Hal ini tentu akan mengubah pola kerja dari Penuntut Umum terhadap penanganan perkara penyalahgunaan narkotika. Selama ini penjeraan bagi yang melakukan penyalahgunaan narkotika dalam pasal 127 ayat (1) UU Nomor 35 Tahun 2009 tentang Narkotika, berorientasi pada hukuman badan berupa pemenjaraan satu sampai empat tahun.

Tetapi dengan adanya Pedoman Nomor 18 Tahun 2021, diharapkan tidak perlu dilakukan pemenjaraan terhadap pelaku, namun diberikan rehabilitasi yang dilakukan dengan mengedepankan keadilan restoratif dan kemanfaatan.

Selain itu juga dengan mempertimbangkan asas peradilan cepat, sederhana, dan biaya ringan, asas pidana sebagai upaya terakhir, cost and benefit analysis, dan pemulihan pelaku, maka Jaksa selaku pengendali perkara berdasarkan asas dominus litis, dapat menyelesaikan perkara tindak pidana penyalahgunaan narkotika melalui rehabilitasi.

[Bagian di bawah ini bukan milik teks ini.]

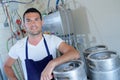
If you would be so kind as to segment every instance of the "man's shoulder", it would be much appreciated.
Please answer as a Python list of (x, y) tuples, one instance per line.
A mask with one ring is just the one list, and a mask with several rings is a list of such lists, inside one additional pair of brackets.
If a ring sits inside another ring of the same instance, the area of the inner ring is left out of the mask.
[(15, 47), (23, 47), (23, 46), (25, 45), (26, 39), (27, 39), (27, 37), (24, 37), (24, 38), (18, 40), (18, 41), (15, 43), (14, 46), (15, 46)]

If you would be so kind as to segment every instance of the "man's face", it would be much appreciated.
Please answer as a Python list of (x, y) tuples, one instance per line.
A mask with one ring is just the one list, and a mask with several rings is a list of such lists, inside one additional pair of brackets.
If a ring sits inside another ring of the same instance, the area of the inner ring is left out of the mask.
[(25, 14), (25, 28), (29, 35), (35, 36), (42, 32), (43, 22), (40, 19), (40, 15), (35, 12)]

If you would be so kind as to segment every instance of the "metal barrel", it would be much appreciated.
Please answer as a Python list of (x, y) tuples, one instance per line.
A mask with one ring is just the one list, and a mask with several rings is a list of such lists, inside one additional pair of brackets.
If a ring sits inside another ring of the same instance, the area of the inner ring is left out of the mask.
[(84, 63), (81, 60), (69, 61), (53, 70), (55, 80), (87, 80)]
[(114, 51), (99, 51), (87, 57), (90, 80), (120, 80), (120, 59)]
[(88, 78), (90, 77), (90, 73), (89, 73), (89, 68), (88, 68), (87, 56), (91, 53), (95, 53), (98, 51), (104, 51), (104, 50), (108, 50), (107, 46), (105, 45), (96, 45), (96, 46), (93, 46), (93, 47), (90, 47), (84, 50), (83, 52), (84, 63), (85, 63), (84, 66), (85, 66), (85, 71), (86, 71)]

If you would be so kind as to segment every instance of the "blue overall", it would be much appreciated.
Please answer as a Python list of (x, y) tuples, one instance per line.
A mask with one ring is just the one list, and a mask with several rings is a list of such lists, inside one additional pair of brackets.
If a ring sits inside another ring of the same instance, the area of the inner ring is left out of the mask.
[[(43, 38), (44, 38), (44, 36), (43, 36)], [(25, 64), (26, 64), (28, 80), (40, 80), (41, 72), (46, 67), (48, 62), (53, 59), (52, 55), (49, 52), (45, 38), (44, 38), (44, 45), (45, 45), (48, 56), (46, 56), (42, 60), (34, 61), (34, 60), (28, 58), (28, 39), (26, 40)]]

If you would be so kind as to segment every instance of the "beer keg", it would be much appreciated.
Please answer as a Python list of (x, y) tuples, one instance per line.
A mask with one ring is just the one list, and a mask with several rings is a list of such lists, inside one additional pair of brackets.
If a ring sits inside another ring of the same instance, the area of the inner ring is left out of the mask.
[(61, 64), (54, 69), (54, 78), (55, 80), (87, 80), (83, 65), (81, 60)]
[(89, 73), (89, 69), (88, 69), (88, 65), (87, 65), (88, 62), (86, 60), (87, 56), (91, 53), (95, 53), (95, 52), (103, 51), (103, 50), (107, 50), (107, 49), (108, 48), (105, 45), (96, 45), (96, 46), (85, 49), (85, 51), (83, 52), (84, 59), (85, 59), (84, 65), (85, 65), (85, 71), (86, 71), (86, 74), (88, 77), (90, 76), (90, 73)]
[(120, 80), (120, 59), (114, 51), (99, 51), (87, 57), (90, 80)]

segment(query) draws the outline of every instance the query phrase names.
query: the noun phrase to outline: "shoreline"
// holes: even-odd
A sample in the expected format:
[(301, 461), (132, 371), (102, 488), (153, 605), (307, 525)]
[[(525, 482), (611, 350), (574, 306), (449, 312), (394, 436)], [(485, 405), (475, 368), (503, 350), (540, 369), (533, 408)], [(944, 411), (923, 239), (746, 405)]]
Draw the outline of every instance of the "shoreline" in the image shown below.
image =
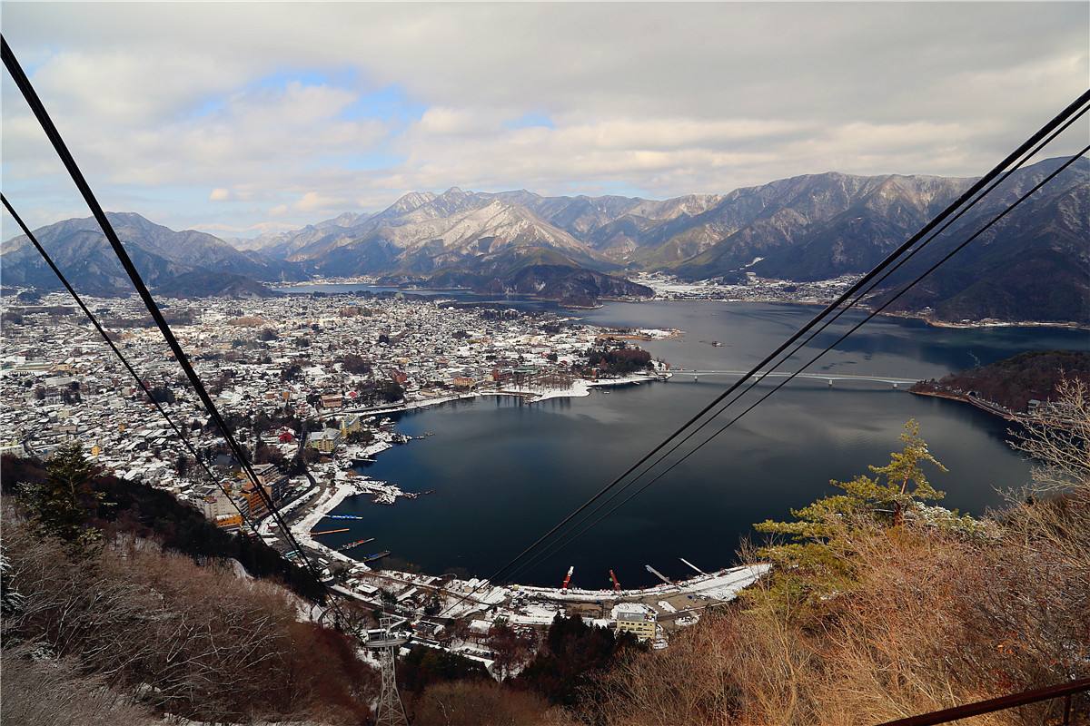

Pada akhir sambutannya Kajati Sulsel berharap bahwa semoga kegiatan bimbingan teknis ini berjalan dengan lancar dan bermanfaat bagi peningkatan kemampuan teknis para Jaksa dalam penanganan dan penyelesaian perkara tindak pidana Narkotika melalui pendekatan keadilan restoratif.